Categorie: Politica scolastica

Chiamata diretta: è ipotesi di reato chiamare un amico o un parente

Nei forum e nei gruppi FB circolano da qualche giorno notizie su irregolarità presunte o reali nelle procedure della chiamata dei docenti dagli albi.

C’è chi racconta di ds che confessano di essere stati contattati amici o personaggi “influenti” che segnalano il figlio, la moglie o un altro parente.
Chi teme che il criterio “aver già insegnato nella stessa scuola” anzichè servire a garantire un po’ di continuità verrà di fatto utilizzato per confermare gli insegnanti più graditi (o addirittura i più “arrendevoli”).
Commenti e battute, poi, si sprecano sui video “a figura intera” richiesti o proposti da alcuni dirigente scolastici (per la verità, per ora si conoscono solo due casi del genere).
Ovviamente molti temono che le chiamate vengano effettuate non per “competenze” ma per “conoscenze” più o meno lecite.
Certamente quando ci si trova di fronte ad attività discrezionali della Pubblica Amministrazione le preoccupazioni sono del tutto legittime; d’altronde già nei mesi scorsi l’Autorità nazionale anticorruzione aveva inserito la “chiamata diretta” fra le procedure “a rischio”, insieme con l’adozione dei libri di testo, la valutazione degli alunni e la definizione degli orari dei docenti.
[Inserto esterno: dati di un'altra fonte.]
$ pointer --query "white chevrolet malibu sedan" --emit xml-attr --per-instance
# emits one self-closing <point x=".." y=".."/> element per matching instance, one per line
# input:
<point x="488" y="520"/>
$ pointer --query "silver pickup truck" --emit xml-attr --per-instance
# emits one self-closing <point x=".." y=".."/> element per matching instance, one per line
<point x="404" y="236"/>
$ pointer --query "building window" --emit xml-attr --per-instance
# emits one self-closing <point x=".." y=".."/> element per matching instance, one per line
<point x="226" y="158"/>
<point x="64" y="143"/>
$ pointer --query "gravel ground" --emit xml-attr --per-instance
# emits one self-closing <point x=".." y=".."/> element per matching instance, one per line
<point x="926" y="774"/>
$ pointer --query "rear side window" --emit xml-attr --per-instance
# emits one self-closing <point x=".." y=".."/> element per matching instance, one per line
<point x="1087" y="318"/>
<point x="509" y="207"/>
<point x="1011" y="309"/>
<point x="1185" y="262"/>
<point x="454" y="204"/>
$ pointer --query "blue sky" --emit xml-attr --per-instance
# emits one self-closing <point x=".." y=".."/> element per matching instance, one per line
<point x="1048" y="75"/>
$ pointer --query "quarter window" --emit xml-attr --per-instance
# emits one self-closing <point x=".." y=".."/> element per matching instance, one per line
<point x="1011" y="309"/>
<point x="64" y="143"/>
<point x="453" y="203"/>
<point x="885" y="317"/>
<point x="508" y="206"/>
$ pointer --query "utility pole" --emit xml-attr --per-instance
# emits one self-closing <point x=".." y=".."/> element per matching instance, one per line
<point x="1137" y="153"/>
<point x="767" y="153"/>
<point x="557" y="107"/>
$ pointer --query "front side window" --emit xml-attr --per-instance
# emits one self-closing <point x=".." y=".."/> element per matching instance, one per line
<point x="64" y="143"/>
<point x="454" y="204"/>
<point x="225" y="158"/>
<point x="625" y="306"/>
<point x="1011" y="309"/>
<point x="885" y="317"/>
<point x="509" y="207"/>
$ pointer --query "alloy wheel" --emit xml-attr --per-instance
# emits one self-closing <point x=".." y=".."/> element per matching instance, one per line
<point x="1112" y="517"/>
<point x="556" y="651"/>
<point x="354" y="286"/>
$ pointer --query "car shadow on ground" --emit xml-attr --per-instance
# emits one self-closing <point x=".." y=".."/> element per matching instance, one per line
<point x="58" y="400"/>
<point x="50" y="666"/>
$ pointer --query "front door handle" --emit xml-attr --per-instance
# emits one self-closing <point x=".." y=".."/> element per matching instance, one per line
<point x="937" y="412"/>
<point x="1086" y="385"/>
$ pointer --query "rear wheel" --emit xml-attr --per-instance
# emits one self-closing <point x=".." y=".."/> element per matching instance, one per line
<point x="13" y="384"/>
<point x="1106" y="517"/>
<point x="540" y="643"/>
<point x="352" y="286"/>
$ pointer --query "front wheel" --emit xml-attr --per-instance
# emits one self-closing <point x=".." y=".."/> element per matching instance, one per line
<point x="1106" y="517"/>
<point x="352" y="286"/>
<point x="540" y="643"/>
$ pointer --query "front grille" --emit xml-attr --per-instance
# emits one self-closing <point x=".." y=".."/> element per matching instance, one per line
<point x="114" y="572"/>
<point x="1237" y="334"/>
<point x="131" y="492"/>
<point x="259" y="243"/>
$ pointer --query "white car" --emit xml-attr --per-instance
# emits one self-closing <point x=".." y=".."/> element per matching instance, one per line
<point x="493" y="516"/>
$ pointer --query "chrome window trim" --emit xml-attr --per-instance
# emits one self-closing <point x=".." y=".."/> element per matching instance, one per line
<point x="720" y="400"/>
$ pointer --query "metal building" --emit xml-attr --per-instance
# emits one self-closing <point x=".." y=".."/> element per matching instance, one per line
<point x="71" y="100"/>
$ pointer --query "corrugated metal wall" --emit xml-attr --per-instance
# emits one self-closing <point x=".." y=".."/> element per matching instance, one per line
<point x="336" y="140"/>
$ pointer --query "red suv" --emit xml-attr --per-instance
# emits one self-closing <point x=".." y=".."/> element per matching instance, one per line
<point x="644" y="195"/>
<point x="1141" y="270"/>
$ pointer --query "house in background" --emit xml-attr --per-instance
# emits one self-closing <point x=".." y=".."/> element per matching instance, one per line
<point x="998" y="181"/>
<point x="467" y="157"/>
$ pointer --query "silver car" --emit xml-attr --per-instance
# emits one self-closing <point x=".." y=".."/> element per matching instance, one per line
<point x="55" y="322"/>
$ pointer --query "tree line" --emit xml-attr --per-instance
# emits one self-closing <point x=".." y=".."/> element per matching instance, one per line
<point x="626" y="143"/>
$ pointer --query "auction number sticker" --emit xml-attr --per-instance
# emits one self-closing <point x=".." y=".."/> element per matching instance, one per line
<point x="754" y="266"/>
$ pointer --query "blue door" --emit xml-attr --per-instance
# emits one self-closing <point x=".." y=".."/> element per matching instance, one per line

Ma non bisogna dimenticare che i rimedi esistono. L’Anac, per esempio, suggerisce di dare la massina trasparenza possibile all’intera procedura; in ogni caso va detto che il ds che attribuisce gli incarichi convinto più dalle conoscenze che dalle competenze commette certamente un illecito. E non è neppure da escludere che il fatto rivesta rilevanza penale (abuso d’ufficio, interesse privato e persino corruzione): in questi casi non resta altro da fare che rivolgers all’autorità giudiziaria.
I sindacati hanno già preannunciato che non lasceranno nulla di intentato e che inonderanno i tribunali di ricorsi e denuce. Vedremo cosa davvero succederà perchè chi adirà le vie legali dovrà anche fare attenzione a non incorrere nell’ipotesi di “incauta denuncia” o addirittura nella vera e propria calunnia.